The fury of these massacres exasperated the northern nobility, who might otherwise have been disposed to join the King of Scotland. Thurstan, Archbishop of York, an aged man, seemed to derive new youth from the crisis which demanded the exertion of his energies. He shook off the weight of years, and, organising an army, he earnestly exhorted the barons and the soldiers to defend their countrymen from the ravages of the invaders. William, Earl of Albemarle, Roger Mowbray, Robert de Ferrers, William Piercy, Walter L'Espec, and others of their compeers assembled their troops, and encamped at Elfer-tun, now called Northallerton, about half-way between York and Durham, and there awaited the arrival of the enemy. The advance of the Scots had been so rapid that Stephen, who was occupied with repressing the rebellion in the south, had no time to reach the scene of action.

The Scottish army, the first division of which was led by Prince Henry, son of David, crossed the Tees in several divisions, bearing as a standard a lance, to which was fixed a bunch of the "blooming heather." They did not form, as was the case with more disciplined armies, distinct bodies of horse and foot, but each man brought to the field of battle such arms as he could obtain. With the exception of the French or Norman knights whom the King of Scotland brought with him, and who were armed cap-a-pie, with complete suits of mail, the great mass of his soldiers displayed a disorderly equipment. The men of Galloway and other parts of the west wore no defensive armour, and bore long and sharp pikes or javelins as their only weapon. The inhabitants of the lowlands, who formed the chief part of the infantry, were armed with spears and breastplates; while the highlanders, who wore a bonnet adorned with plumes, and a plaid cloak fastened at the waist by a leathern belt, appeared in the fight with a small wooden shield on the left arm, while in the right hand they bore the claymore or broad sword. The chiefs wore the same armour as their soldiers, from whom they were only distinguished by the length of their plumes.

The Anglo-Norman barons, anxious to invoke on their behalf the ancient superstitions of the English, caused the banners of St. Cuthbert of Durham, St. John of Beverley, and St. Wilfrid of Ripon, to be brought from the churches in which they had remained since the time of the Conqueror, and erected them in the midst of the camp. The mast of a ship was set up in a car with four wheels; at the top of the mast was fixed a crucifix, attached to which was a silver box, containing the sacramental wafer, or eucharist, and round it were hung the banners of the three English saints.

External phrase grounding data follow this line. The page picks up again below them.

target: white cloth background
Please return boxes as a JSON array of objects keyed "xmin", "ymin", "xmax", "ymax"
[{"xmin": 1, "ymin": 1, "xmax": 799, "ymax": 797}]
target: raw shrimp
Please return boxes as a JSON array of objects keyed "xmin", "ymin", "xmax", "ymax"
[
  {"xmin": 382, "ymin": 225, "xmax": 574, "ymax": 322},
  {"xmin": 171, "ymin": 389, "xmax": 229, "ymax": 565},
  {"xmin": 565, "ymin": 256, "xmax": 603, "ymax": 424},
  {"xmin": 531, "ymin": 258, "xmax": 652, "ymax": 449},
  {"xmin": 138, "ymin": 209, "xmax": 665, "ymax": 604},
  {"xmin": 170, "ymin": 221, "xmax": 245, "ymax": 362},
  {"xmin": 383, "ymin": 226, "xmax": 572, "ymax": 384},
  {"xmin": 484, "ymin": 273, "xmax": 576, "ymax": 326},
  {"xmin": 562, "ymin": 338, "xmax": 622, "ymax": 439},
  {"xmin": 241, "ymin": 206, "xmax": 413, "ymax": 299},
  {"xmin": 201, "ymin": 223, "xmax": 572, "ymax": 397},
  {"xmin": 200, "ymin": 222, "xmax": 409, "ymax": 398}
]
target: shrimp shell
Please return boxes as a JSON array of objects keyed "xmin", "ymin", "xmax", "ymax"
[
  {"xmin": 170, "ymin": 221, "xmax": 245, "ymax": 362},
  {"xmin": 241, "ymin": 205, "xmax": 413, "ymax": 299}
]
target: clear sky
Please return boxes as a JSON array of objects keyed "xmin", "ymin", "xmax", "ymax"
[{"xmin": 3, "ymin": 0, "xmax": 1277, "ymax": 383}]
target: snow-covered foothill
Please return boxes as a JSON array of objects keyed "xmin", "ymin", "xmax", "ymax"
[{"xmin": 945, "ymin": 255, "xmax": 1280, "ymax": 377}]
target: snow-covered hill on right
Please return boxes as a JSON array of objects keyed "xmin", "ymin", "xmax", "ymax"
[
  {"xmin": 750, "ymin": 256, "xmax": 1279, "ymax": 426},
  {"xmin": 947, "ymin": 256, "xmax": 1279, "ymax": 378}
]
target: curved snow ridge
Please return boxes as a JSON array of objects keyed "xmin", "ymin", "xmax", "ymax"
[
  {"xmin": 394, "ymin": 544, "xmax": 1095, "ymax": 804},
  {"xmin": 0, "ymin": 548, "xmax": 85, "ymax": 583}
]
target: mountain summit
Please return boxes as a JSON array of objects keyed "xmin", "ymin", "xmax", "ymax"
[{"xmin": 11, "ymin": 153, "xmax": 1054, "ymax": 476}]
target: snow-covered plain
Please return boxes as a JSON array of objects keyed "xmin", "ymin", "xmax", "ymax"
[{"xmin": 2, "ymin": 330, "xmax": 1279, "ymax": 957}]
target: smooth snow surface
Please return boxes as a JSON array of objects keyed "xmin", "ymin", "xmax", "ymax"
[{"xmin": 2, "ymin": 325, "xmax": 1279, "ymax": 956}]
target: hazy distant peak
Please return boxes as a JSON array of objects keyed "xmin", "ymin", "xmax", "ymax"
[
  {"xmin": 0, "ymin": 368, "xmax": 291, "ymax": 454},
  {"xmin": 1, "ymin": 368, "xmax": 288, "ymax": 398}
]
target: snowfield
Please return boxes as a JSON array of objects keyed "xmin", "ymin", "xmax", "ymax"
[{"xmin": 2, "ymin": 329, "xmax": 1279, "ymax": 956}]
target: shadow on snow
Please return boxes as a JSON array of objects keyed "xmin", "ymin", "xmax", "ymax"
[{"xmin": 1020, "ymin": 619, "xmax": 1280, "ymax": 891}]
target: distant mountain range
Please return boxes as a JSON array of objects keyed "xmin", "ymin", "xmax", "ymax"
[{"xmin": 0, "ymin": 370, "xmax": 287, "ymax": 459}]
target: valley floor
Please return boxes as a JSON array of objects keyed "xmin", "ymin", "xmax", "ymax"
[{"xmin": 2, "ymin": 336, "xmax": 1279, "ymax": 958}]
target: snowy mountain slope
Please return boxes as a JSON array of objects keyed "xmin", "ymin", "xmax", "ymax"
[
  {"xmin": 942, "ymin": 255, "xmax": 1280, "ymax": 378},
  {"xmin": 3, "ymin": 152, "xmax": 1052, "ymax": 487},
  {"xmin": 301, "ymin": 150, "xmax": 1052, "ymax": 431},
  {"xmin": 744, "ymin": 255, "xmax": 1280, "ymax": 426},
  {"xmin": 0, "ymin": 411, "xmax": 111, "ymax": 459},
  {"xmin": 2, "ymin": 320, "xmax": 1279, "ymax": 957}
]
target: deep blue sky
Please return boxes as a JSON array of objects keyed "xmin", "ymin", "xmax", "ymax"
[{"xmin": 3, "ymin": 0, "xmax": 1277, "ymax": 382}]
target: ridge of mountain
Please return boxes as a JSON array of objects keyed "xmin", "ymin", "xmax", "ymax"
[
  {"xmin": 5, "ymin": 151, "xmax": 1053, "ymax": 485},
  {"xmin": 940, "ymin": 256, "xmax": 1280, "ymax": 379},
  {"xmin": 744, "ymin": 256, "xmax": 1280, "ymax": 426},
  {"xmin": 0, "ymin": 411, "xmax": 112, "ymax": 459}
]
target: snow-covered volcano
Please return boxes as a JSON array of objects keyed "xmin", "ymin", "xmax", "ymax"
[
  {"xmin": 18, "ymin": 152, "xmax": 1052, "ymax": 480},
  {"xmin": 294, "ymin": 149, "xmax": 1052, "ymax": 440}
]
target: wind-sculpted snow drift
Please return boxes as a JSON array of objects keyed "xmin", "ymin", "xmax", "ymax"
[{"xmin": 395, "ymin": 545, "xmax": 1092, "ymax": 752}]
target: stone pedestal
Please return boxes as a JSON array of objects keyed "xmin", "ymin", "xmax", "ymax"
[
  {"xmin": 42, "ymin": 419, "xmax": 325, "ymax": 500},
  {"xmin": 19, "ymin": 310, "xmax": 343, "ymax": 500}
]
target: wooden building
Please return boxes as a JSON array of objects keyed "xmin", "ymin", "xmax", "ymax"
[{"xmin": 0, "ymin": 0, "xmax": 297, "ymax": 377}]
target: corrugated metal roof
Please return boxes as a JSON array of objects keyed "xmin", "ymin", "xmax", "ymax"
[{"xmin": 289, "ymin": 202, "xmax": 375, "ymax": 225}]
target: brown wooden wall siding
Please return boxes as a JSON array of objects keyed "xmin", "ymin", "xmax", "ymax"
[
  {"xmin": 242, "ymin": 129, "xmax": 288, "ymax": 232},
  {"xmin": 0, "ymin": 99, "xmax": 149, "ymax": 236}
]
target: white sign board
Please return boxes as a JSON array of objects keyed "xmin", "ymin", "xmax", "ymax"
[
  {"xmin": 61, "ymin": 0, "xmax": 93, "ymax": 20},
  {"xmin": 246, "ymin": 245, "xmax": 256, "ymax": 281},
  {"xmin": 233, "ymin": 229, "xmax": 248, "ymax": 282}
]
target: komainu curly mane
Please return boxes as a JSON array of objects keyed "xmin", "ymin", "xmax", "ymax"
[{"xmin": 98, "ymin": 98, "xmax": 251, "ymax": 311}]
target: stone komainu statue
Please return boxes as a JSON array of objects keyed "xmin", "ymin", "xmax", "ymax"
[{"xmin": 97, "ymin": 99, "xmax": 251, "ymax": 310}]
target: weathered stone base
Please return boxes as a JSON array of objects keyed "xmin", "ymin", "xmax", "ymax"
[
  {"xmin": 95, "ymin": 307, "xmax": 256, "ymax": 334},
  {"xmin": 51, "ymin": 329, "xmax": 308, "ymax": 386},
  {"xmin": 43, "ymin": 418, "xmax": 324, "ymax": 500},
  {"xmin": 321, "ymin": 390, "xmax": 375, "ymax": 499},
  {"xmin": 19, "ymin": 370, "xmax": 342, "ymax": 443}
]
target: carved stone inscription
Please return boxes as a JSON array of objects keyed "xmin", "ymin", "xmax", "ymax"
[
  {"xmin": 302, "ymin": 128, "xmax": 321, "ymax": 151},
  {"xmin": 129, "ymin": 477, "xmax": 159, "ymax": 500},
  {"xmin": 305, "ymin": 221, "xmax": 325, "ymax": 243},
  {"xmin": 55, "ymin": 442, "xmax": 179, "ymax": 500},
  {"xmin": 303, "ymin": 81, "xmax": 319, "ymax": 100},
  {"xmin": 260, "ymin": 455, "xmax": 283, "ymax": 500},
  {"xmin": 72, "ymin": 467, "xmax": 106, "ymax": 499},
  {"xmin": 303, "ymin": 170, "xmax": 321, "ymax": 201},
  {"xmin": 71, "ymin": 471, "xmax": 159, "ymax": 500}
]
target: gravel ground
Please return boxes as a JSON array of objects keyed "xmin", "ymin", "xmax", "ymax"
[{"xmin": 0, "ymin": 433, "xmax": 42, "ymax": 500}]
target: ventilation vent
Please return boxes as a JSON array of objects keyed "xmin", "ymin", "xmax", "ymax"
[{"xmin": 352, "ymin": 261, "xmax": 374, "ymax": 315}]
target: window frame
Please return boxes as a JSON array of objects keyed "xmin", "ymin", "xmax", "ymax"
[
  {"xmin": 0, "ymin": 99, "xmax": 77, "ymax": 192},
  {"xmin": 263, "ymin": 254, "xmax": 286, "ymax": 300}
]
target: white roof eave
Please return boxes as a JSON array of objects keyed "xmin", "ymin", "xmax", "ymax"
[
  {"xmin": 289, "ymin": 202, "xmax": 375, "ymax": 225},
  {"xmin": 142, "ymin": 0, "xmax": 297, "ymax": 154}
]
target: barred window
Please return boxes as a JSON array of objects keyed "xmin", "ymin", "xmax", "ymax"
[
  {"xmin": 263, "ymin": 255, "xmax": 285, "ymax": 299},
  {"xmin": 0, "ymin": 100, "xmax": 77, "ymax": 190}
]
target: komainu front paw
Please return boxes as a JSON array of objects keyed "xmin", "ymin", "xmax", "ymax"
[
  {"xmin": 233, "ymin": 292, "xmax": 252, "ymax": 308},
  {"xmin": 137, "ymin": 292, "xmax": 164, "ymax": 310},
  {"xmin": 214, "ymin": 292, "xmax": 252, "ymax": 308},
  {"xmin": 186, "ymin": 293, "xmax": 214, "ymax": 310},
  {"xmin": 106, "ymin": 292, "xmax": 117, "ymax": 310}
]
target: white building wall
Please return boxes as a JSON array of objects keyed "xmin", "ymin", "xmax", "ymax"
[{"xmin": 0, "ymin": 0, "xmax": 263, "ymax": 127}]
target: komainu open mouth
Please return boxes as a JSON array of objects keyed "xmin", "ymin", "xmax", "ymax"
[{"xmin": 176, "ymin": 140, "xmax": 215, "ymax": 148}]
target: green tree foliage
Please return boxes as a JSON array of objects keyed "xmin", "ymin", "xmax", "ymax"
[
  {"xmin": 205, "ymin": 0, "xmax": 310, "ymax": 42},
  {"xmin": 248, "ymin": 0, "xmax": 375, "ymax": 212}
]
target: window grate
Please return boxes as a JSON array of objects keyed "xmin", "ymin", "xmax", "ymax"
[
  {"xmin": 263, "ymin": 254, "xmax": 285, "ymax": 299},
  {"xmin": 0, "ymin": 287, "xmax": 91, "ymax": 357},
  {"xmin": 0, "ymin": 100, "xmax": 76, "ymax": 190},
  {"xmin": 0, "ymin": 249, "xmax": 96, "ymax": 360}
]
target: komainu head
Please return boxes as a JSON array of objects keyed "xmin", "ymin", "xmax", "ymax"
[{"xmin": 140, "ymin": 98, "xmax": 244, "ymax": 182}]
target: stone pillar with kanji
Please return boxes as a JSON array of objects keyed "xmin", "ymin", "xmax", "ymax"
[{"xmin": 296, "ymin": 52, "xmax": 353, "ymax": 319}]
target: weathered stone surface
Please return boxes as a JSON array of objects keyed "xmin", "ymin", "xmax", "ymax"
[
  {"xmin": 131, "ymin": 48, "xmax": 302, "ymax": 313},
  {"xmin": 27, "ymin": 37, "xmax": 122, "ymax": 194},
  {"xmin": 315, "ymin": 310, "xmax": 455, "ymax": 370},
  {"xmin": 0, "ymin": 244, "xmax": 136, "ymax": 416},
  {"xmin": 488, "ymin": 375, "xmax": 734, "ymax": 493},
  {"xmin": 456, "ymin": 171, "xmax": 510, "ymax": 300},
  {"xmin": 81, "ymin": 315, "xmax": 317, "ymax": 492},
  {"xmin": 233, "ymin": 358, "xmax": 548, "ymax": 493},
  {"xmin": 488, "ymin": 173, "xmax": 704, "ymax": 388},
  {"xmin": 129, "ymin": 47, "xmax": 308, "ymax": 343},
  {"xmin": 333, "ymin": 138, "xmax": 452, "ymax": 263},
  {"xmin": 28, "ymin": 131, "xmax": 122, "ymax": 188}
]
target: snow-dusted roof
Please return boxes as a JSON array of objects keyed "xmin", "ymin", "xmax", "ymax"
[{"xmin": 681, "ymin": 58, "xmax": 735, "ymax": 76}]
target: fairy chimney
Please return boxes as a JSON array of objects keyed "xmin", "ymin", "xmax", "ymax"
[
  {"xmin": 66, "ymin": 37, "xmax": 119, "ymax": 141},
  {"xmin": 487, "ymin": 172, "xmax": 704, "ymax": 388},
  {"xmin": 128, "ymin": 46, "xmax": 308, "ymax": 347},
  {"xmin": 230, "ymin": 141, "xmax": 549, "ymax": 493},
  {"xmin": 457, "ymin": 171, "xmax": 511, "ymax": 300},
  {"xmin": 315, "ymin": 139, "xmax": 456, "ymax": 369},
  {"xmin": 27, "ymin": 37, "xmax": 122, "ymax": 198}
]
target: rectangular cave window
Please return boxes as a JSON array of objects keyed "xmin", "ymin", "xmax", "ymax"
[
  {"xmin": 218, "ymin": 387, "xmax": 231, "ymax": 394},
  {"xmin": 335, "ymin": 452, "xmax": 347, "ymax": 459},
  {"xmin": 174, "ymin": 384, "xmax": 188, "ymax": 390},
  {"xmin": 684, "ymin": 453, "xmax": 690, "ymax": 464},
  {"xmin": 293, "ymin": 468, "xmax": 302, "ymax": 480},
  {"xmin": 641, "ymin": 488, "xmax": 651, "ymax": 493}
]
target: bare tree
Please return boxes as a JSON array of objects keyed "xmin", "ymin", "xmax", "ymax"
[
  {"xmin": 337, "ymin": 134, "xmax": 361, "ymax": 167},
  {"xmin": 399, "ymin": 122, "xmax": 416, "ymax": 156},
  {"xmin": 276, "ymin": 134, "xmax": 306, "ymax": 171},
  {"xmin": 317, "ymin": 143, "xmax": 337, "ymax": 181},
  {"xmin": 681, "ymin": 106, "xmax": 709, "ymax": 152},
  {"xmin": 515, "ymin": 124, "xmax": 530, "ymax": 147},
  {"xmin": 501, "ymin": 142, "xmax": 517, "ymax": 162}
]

This standard, from which the battle has taken its name, was erected in the centre of the position. The knights of the English army were ranged beside it, having first sworn to remain united, and to defend the sacred symbol to the death. The Archbishop of York, who was prevented by illness from appearing in the field, sent a representative in the person of Ranulph, Bishop of Durham, who, as the Scots were heard approaching, placed himself at the foot of the standard and read the prayer of absolution, the whole army kneeling before him. The attack was made by the men of Galloway, who rushed impetuously on the English infantry, and broke their ranks; the cavalry, however, remained firm round their standard, and repulsed the charges of the Scots with great slaughter. Meanwhile the bowmen of Yorkshire and Lincolnshire rallied from their confusion, and poured in flights of arrows upon the enemy, while the Norman knights, protected by their heavy armour, were receiving the attacks of the brave but undisciplined natives of the north. The Scots maintained the contest for two hours, but at length they were thrown into confusion by a charge of the Norman cavalry, and were compelled to retreat as far as the Tyne. At the battle of Northallerton, which was fought on the 22nd August, a.d. 1138, the loss of the Scots is stated to have been 12,000 men.